Ketika memburai awan ini, bumi laksana
ditimpa hujan salju yang ganas.
Gedung-gedung beton runtuh.
Aspal-aspal jalan terbakar menyala.
Bumi retak-retak berdebu, di segala penjuru.
Dan beribu tubuh manusia meleleh, tewas atau
terluka.
Seekor kuda paling binal,
berbulu putih dan berambut kuduk tergerai,
berlari di pusat kota,
Jakarta!
Tidak peduli pada yang ada,
sekelilingnya,
juga tidak pada manusia.
Dia meringkik alangkah dahsyatnya,
menapak dan menyepak alangkah merdekanya.
Dunia ini,
seolah cuma menjadi miliknya!
Dan sekaligus seolah dia bicara:
kalau sampai waktuku
kumau tak seorang kan merayu
tidak juga kau
tak perlu sedu sedan itu
aku ini binatang jalang
dari kumpulannya terbuang
Gaung suara ini
seolah membelah langit,
membelah bumi. “
Membelah juga rel kereta api
Di pinggi kota
Akornya juga membelah
Peron station yang
Berpagar kawat duri
Tapi sang kuda binal
Melompat tidak peduli
Sepotong ujung kawat duri
Menggores perut
Menggores juga paha
Darah segar menyebut keluar
Membuat noktah-noktah merah
Dibulunya yang putih
Tapi dia Cuma menengadah ke udara
Dan meringkik lagi :
biar peluru menembus kulitku
aku akan meradang menerjang
luka dan bisa kubawa berlari,
berlari
hingga hilang pedih peri…
dan aku akan lebih tidak peduli
aku mau hidup
seribu tahun lagi!
Sampai juga sang kuda melayang
Diatas gerbong kereta dan gubuk – gubuk liar,
Gerbong dan gubuk busuk,
Milik perempuan – perempuan berdaki
Meneteslah darah segar,
ketika kuda melayang di atas sana.
Dan jatuh menimpa
sebuah wajah dari:
Lelaki kurus berambut panjang,
bermata cekung tapi tajam,
berdada telanjang dan kurus bertulang-tulang.
Tapi dialah lelaki resah,
berwajah gelisah dan mata merah.
Lelaki yang baru saja keluar dari pintu reot
sebuah gubuk yang basah.
Lelaki itu terkejut seketika,
memandang langit sambil mengusap mukanya.

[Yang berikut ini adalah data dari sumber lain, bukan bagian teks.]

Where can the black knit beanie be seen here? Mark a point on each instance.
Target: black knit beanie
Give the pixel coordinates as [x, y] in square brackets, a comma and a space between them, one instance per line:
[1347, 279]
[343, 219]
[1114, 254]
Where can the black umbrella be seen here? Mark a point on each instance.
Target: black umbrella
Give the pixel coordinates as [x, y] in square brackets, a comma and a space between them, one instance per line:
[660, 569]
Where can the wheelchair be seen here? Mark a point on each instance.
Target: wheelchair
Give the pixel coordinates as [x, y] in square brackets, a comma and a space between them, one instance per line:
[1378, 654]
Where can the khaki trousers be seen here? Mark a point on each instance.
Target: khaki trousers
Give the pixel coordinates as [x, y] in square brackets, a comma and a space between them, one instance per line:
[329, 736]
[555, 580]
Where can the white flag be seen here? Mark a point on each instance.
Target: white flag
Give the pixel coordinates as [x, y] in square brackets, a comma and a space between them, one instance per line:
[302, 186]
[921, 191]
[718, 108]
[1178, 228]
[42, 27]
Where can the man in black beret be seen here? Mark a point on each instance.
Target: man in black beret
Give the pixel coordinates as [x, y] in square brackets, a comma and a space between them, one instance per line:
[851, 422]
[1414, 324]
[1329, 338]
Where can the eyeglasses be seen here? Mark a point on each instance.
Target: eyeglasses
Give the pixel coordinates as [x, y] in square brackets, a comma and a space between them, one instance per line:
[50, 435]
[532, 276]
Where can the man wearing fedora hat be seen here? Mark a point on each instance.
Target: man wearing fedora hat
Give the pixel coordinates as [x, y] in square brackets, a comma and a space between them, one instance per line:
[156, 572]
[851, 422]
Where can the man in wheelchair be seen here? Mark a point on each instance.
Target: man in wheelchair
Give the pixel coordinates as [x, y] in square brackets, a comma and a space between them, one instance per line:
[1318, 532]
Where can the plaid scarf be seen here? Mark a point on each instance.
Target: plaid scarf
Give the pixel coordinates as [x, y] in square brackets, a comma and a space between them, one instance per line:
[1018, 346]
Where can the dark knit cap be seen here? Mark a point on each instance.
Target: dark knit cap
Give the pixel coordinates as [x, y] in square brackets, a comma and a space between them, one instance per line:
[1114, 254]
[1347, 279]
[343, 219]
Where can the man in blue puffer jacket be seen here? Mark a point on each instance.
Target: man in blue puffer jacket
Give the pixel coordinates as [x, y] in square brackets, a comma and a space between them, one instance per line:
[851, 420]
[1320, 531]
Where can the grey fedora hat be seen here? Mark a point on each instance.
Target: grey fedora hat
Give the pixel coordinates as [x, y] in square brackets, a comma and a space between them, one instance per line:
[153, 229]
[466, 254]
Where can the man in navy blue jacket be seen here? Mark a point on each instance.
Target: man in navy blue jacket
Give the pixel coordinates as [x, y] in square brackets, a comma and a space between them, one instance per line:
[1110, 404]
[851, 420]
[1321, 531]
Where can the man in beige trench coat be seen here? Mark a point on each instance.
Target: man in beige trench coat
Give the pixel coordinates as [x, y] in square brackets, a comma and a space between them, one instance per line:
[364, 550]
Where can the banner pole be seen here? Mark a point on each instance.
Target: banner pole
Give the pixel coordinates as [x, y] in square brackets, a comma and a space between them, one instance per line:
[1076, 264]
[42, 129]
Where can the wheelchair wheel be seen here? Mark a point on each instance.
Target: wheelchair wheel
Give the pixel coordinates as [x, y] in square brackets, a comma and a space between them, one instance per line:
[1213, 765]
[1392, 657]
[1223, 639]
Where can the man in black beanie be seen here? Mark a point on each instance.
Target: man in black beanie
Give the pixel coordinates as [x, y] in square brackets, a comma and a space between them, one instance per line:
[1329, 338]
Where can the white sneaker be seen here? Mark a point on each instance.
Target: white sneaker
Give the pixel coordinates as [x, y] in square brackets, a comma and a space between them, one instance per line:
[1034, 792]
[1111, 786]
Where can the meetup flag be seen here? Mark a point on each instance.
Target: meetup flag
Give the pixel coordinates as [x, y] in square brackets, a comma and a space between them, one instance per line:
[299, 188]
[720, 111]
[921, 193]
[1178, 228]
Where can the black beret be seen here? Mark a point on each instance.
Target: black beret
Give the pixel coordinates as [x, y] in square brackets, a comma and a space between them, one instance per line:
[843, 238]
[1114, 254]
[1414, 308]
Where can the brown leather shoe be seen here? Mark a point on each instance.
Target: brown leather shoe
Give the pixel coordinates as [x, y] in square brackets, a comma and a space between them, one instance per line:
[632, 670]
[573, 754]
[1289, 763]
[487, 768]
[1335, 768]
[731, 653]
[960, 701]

Dia cuma menemukan langit kosong
di ujung-ujung atap gubuk yang menyesak.
Langit yang kerut-merut tanpa cahaya.
Sedang di kejauhan,
masih tinggal tersisa
sepotong ringkikan sang kuda:
dan aku akan lebih tidak peduli
aku mau hidup seribu tahun lagi!
Lelaki ini masih tegak di sana
di antara gubuk-gubuk rombeng
dan gerbong-gerbong kereta yang alangkah
mesumnya.
Di atas tanah becek dan bersampah.
Lelaki ini masih menatap langit
seperti semula,
dengan hati masih resah
dan mata merah.
Wajah dan mata yang ini,
tiba-tiba tampil berlipat ganda.
Mula-mula satu,
kemudian dua,
tiga,
sampai menjadi enam memenuhi ruang.
Sesudah itu diam tiba-tiba,
seolah mati,
beku.
Maka pada saat yang ini
timbul di permukaan ruang
sebuah judul:
A K U
Langit pun lantas pelan-pelan
menghitam
gelap di mana-mana.
***
Ketika ruang kembali terang,
ituiah terangnya matahari yang menembus
celah dedaunan.
Embun pagi seolah menguap
di atas jalan-jalan berlumpur, di atas tegalan.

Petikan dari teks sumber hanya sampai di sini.